Let me stress this, I am not great at biology; the first time I took a practice test Ari’s estimate was a 12. This is how I went from a 12 to a 24 in the biology section. I would start off by watching the videos on 1.25x speed. I would pause the videos every other slide to catch up on notes and re-write what I just had learned. I would then religiously go through the bio bites. I unpacked each bio bite by taking notes on every single question and and create different mnemonics to remember the information. By the end of bootcamp, I reviewed all the bio bites at least five times through until I had no red; my bar appeared mostly green with some yellow. I cannot emphasize this enough; I would not have gotten through the biology without watching all 507 videos. Bootcamp makes the videos manageable to watch by keeping them short and integrating them into every topic.
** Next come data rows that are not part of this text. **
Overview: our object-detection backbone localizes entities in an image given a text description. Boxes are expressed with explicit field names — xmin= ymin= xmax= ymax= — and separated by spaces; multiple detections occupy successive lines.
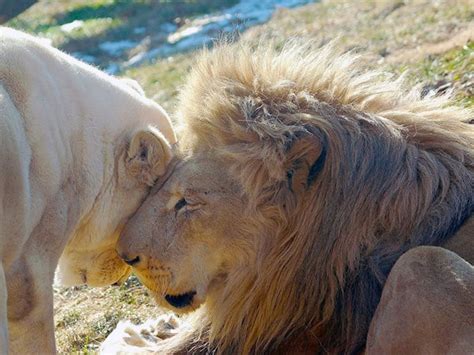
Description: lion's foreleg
xmin=7 ymin=258 xmax=56 ymax=354
xmin=0 ymin=263 xmax=8 ymax=354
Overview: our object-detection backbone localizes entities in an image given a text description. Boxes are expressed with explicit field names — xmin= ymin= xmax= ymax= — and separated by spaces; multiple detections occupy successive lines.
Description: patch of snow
xmin=59 ymin=20 xmax=84 ymax=33
xmin=71 ymin=52 xmax=96 ymax=64
xmin=123 ymin=0 xmax=315 ymax=68
xmin=160 ymin=22 xmax=178 ymax=33
xmin=104 ymin=63 xmax=120 ymax=75
xmin=133 ymin=27 xmax=146 ymax=35
xmin=99 ymin=40 xmax=137 ymax=56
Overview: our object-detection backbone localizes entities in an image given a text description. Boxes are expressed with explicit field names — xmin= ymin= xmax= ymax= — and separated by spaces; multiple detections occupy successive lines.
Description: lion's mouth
xmin=165 ymin=291 xmax=196 ymax=308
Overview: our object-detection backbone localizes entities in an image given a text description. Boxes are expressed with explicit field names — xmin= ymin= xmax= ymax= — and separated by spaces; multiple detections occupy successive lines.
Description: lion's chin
xmin=153 ymin=290 xmax=202 ymax=314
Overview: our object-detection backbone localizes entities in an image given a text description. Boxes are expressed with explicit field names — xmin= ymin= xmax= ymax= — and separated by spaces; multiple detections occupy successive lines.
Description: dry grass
xmin=6 ymin=0 xmax=474 ymax=353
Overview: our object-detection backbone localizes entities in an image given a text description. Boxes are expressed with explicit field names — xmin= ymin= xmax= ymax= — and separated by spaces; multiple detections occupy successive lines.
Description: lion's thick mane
xmin=175 ymin=43 xmax=474 ymax=353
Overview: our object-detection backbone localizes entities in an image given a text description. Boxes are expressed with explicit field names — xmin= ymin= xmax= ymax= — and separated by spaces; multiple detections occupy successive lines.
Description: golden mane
xmin=175 ymin=43 xmax=474 ymax=353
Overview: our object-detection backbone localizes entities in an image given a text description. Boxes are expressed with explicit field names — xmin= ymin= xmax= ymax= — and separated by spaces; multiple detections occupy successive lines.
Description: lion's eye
xmin=174 ymin=198 xmax=188 ymax=212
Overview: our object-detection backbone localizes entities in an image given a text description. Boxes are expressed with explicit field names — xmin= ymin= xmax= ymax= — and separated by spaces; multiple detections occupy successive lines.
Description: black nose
xmin=122 ymin=256 xmax=140 ymax=266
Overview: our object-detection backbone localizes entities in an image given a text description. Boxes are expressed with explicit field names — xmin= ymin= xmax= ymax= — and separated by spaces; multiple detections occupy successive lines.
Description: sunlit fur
xmin=172 ymin=43 xmax=474 ymax=353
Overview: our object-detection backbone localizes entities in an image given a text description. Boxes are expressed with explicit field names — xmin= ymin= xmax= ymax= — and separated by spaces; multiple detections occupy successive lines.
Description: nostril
xmin=123 ymin=256 xmax=140 ymax=266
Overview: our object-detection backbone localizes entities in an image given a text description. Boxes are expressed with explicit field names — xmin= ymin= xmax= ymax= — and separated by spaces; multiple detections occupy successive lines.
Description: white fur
xmin=0 ymin=28 xmax=176 ymax=354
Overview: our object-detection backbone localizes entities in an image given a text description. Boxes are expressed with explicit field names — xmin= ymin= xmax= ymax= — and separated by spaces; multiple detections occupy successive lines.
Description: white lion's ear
xmin=127 ymin=127 xmax=172 ymax=186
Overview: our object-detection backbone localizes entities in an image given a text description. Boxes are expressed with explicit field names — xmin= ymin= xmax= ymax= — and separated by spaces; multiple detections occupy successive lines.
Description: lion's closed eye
xmin=174 ymin=198 xmax=188 ymax=212
xmin=174 ymin=197 xmax=203 ymax=215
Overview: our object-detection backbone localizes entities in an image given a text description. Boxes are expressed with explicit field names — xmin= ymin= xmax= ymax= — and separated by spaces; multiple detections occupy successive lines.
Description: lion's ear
xmin=127 ymin=127 xmax=172 ymax=186
xmin=285 ymin=134 xmax=327 ymax=194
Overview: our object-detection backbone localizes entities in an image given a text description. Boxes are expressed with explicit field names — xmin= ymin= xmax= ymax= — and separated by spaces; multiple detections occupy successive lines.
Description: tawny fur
xmin=119 ymin=43 xmax=474 ymax=353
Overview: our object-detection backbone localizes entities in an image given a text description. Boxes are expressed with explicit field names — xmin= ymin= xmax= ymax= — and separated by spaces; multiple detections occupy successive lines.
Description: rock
xmin=366 ymin=246 xmax=474 ymax=355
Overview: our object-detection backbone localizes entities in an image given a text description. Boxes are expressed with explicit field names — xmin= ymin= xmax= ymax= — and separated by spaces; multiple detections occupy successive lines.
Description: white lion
xmin=0 ymin=28 xmax=176 ymax=354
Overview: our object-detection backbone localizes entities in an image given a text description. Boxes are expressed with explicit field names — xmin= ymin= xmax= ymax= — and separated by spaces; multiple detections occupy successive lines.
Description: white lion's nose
xmin=121 ymin=255 xmax=140 ymax=266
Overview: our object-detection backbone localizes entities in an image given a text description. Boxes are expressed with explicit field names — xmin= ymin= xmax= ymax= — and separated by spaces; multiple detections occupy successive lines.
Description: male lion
xmin=0 ymin=28 xmax=175 ymax=354
xmin=117 ymin=44 xmax=474 ymax=353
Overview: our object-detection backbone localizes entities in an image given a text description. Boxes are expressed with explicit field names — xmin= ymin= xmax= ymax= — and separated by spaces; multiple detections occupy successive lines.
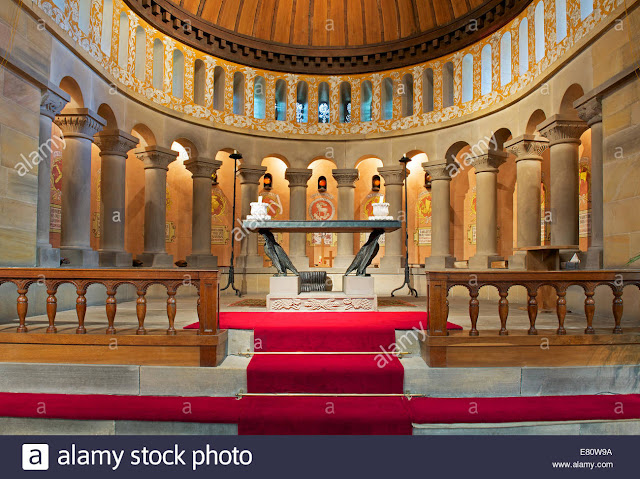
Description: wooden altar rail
xmin=0 ymin=268 xmax=227 ymax=367
xmin=422 ymin=270 xmax=640 ymax=367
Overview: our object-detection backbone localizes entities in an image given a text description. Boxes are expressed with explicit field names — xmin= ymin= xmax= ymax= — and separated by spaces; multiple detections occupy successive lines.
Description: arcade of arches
xmin=0 ymin=0 xmax=640 ymax=304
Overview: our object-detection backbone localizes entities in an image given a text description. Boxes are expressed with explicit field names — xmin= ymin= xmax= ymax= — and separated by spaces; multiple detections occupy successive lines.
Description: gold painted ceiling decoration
xmin=125 ymin=0 xmax=531 ymax=74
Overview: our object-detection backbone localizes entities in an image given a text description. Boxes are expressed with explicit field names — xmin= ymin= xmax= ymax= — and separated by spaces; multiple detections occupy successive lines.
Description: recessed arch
xmin=60 ymin=77 xmax=84 ymax=109
xmin=98 ymin=103 xmax=118 ymax=130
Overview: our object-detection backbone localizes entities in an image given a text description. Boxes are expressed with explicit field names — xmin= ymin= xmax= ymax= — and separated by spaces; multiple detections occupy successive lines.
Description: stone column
xmin=94 ymin=130 xmax=138 ymax=268
xmin=284 ymin=168 xmax=313 ymax=270
xmin=331 ymin=168 xmax=359 ymax=269
xmin=469 ymin=150 xmax=509 ymax=269
xmin=422 ymin=162 xmax=456 ymax=271
xmin=135 ymin=146 xmax=178 ymax=268
xmin=238 ymin=165 xmax=267 ymax=268
xmin=378 ymin=164 xmax=406 ymax=272
xmin=55 ymin=108 xmax=106 ymax=268
xmin=574 ymin=97 xmax=604 ymax=269
xmin=504 ymin=134 xmax=549 ymax=269
xmin=538 ymin=115 xmax=587 ymax=261
xmin=36 ymin=86 xmax=69 ymax=268
xmin=184 ymin=158 xmax=222 ymax=269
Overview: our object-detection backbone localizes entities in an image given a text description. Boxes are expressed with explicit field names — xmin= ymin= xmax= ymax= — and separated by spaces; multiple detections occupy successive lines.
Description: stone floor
xmin=0 ymin=293 xmax=640 ymax=333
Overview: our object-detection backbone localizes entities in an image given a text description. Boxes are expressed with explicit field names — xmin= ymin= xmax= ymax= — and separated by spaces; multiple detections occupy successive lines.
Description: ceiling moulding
xmin=124 ymin=0 xmax=532 ymax=75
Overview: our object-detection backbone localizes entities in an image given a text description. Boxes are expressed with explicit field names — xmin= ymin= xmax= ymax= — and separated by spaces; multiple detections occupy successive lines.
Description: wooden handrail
xmin=426 ymin=270 xmax=640 ymax=336
xmin=0 ymin=268 xmax=220 ymax=336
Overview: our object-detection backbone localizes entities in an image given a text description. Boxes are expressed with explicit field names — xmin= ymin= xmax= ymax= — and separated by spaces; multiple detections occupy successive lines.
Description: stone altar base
xmin=267 ymin=291 xmax=378 ymax=313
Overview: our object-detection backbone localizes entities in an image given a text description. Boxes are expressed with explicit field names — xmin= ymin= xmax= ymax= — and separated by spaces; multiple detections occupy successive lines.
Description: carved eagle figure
xmin=260 ymin=230 xmax=300 ymax=276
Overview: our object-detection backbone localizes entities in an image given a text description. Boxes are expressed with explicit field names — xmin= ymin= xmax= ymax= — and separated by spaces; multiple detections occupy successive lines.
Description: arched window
xmin=118 ymin=12 xmax=129 ymax=69
xmin=276 ymin=79 xmax=287 ymax=121
xmin=442 ymin=62 xmax=453 ymax=108
xmin=580 ymin=0 xmax=593 ymax=20
xmin=78 ymin=1 xmax=91 ymax=33
xmin=462 ymin=53 xmax=473 ymax=103
xmin=233 ymin=72 xmax=244 ymax=115
xmin=480 ymin=43 xmax=493 ymax=95
xmin=193 ymin=58 xmax=207 ymax=106
xmin=253 ymin=75 xmax=267 ymax=120
xmin=533 ymin=0 xmax=544 ymax=62
xmin=556 ymin=0 xmax=567 ymax=42
xmin=135 ymin=26 xmax=147 ymax=81
xmin=382 ymin=78 xmax=393 ymax=120
xmin=100 ymin=0 xmax=113 ymax=56
xmin=518 ymin=18 xmax=529 ymax=75
xmin=340 ymin=81 xmax=351 ymax=123
xmin=318 ymin=81 xmax=331 ymax=123
xmin=422 ymin=68 xmax=433 ymax=113
xmin=153 ymin=38 xmax=164 ymax=90
xmin=296 ymin=81 xmax=309 ymax=123
xmin=213 ymin=66 xmax=225 ymax=111
xmin=172 ymin=49 xmax=184 ymax=98
xmin=399 ymin=73 xmax=413 ymax=117
xmin=360 ymin=80 xmax=373 ymax=121
xmin=500 ymin=32 xmax=511 ymax=86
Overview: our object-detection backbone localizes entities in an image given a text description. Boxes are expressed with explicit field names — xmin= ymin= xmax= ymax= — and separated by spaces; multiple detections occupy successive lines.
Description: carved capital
xmin=504 ymin=134 xmax=549 ymax=161
xmin=422 ymin=161 xmax=454 ymax=181
xmin=471 ymin=150 xmax=509 ymax=175
xmin=538 ymin=115 xmax=587 ymax=146
xmin=93 ymin=130 xmax=138 ymax=158
xmin=574 ymin=96 xmax=602 ymax=126
xmin=284 ymin=168 xmax=313 ymax=188
xmin=331 ymin=168 xmax=360 ymax=188
xmin=40 ymin=88 xmax=70 ymax=120
xmin=134 ymin=146 xmax=178 ymax=170
xmin=184 ymin=158 xmax=222 ymax=179
xmin=238 ymin=165 xmax=267 ymax=185
xmin=378 ymin=165 xmax=405 ymax=186
xmin=54 ymin=108 xmax=107 ymax=141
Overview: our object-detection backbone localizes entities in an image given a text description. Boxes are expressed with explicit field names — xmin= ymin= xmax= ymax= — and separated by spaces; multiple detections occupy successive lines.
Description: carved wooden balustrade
xmin=0 ymin=268 xmax=227 ymax=366
xmin=422 ymin=270 xmax=640 ymax=366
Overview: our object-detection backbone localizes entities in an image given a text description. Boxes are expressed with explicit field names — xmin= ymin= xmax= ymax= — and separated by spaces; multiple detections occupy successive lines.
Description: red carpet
xmin=0 ymin=393 xmax=640 ymax=434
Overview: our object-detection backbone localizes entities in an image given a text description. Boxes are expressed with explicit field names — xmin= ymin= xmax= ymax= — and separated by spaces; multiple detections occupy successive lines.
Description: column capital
xmin=238 ymin=165 xmax=267 ymax=185
xmin=93 ymin=130 xmax=139 ymax=158
xmin=134 ymin=145 xmax=178 ymax=170
xmin=284 ymin=168 xmax=313 ymax=188
xmin=331 ymin=168 xmax=360 ymax=188
xmin=184 ymin=157 xmax=222 ymax=179
xmin=504 ymin=134 xmax=549 ymax=162
xmin=573 ymin=96 xmax=602 ymax=126
xmin=40 ymin=86 xmax=71 ymax=120
xmin=538 ymin=115 xmax=587 ymax=146
xmin=54 ymin=108 xmax=107 ymax=141
xmin=422 ymin=161 xmax=451 ymax=181
xmin=378 ymin=165 xmax=408 ymax=186
xmin=471 ymin=150 xmax=509 ymax=175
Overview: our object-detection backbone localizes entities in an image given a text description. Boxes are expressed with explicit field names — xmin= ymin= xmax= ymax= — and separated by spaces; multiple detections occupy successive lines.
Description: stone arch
xmin=60 ymin=77 xmax=85 ymax=109
xmin=98 ymin=103 xmax=118 ymax=130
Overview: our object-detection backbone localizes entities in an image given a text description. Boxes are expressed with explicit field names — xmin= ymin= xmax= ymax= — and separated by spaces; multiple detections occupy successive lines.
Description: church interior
xmin=0 ymin=0 xmax=640 ymax=435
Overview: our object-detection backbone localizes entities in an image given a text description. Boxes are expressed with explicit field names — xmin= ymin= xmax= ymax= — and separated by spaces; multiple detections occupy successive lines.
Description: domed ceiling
xmin=125 ymin=0 xmax=531 ymax=74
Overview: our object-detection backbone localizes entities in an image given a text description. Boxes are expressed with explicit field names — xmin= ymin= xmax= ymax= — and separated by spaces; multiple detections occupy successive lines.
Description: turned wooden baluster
xmin=527 ymin=289 xmax=538 ymax=335
xmin=584 ymin=289 xmax=596 ymax=334
xmin=76 ymin=287 xmax=87 ymax=334
xmin=106 ymin=286 xmax=117 ymax=334
xmin=556 ymin=287 xmax=567 ymax=335
xmin=167 ymin=288 xmax=176 ymax=336
xmin=47 ymin=286 xmax=58 ymax=334
xmin=498 ymin=291 xmax=509 ymax=336
xmin=136 ymin=289 xmax=147 ymax=335
xmin=613 ymin=289 xmax=622 ymax=334
xmin=469 ymin=291 xmax=480 ymax=336
xmin=17 ymin=282 xmax=29 ymax=333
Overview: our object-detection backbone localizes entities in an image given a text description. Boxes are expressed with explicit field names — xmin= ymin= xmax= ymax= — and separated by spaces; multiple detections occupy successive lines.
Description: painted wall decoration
xmin=34 ymin=0 xmax=624 ymax=135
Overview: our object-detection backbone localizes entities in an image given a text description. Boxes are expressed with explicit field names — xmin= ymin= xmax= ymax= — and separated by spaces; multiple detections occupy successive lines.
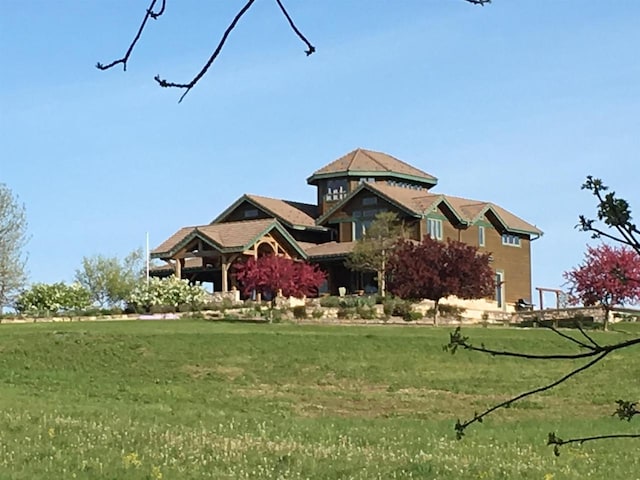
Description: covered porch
xmin=150 ymin=219 xmax=306 ymax=293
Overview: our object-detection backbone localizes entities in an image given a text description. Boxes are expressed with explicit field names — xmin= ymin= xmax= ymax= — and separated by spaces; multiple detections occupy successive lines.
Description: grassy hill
xmin=0 ymin=320 xmax=640 ymax=480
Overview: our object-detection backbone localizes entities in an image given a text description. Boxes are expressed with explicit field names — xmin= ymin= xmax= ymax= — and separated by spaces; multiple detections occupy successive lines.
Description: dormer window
xmin=502 ymin=233 xmax=520 ymax=247
xmin=324 ymin=180 xmax=347 ymax=202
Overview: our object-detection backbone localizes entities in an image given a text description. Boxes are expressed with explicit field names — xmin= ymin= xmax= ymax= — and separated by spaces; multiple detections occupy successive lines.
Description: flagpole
xmin=145 ymin=232 xmax=149 ymax=285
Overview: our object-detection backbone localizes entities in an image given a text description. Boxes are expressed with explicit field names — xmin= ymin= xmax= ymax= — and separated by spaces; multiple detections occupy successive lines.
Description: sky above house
xmin=0 ymin=0 xmax=640 ymax=306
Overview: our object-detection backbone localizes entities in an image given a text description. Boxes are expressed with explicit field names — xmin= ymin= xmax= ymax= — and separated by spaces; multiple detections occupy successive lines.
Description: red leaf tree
xmin=564 ymin=243 xmax=640 ymax=330
xmin=389 ymin=236 xmax=495 ymax=324
xmin=235 ymin=255 xmax=326 ymax=298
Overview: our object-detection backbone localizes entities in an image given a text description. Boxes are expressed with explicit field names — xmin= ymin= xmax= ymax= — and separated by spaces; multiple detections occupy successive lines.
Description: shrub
xmin=438 ymin=303 xmax=467 ymax=320
xmin=293 ymin=305 xmax=307 ymax=319
xmin=383 ymin=297 xmax=413 ymax=318
xmin=402 ymin=311 xmax=423 ymax=322
xmin=338 ymin=307 xmax=357 ymax=319
xmin=127 ymin=277 xmax=207 ymax=313
xmin=320 ymin=297 xmax=341 ymax=308
xmin=356 ymin=305 xmax=376 ymax=320
xmin=16 ymin=282 xmax=91 ymax=315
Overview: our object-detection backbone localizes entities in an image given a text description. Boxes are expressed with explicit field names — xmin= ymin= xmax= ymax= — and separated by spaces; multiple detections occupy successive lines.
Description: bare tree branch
xmin=547 ymin=432 xmax=640 ymax=457
xmin=454 ymin=352 xmax=611 ymax=440
xmin=154 ymin=0 xmax=255 ymax=103
xmin=96 ymin=0 xmax=166 ymax=72
xmin=96 ymin=0 xmax=491 ymax=103
xmin=443 ymin=325 xmax=640 ymax=455
xmin=276 ymin=0 xmax=316 ymax=57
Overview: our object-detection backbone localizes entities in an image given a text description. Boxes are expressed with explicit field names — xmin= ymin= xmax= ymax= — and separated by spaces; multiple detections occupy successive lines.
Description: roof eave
xmin=307 ymin=170 xmax=438 ymax=187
I also found it beneficial that the videos featured questions by embedding them within the video. This allowed me to absorb the material and reflect on what I was learning in real time.
I focused on watching certain concept videos that I was unfamiliar with. This is the section I put the least amount of effort in studying due to my background as a Chemistry major and teacher assistant for my university. Nevertheless, I was overconfident in my abilities as this was my lowest section with a 21. I recommend to anyone reading this that despite your academic strength in a certain topic, you should dedicate time to practicing it in the framework of the DAT. My biggest regret is that I did not go through all the wonderful resources bootcamp had to offer. If I had done so, I am confident I would have scored higher on this category.
I watched all the videos and mainly focused on the reaction bites. I attribute my success in the organic chemistry section to Tyler’s approach to teaching. He was very straight forward and memorable, which made the hurdle of relearning organic chemistry more manageable. Additionally, Dr. Mike was incredibly helpful by unpacking the conceptual aspect of organic chemistry.
I kept myself sane by picking up different hobbies, one being crocheting. I was in a coffee shop one day and saw a group of women crocheting and it reminded me of a stitching up a wound. I decided to teach myself how to crochet, which enabled me to create some great early Christmas presents for my mom. This outlet was beneficial because I was able to relieve some tension and improve my manual dexterity. I also have a passion for cubing, otherwise known as “solving the Rubik’s cube”. I predominately worked with the 7x7x7 model in between study breaks. This break from the screen not only empowered me to re-center and focus on my purpose for studying, but also allowed for additional practice on manual dexterity. Both these activities helped me cultivate my threshold for patience and were crucial in building up the stamina to sit all day at a desk, a necessary skill for both studying for the DAT and attending dental school.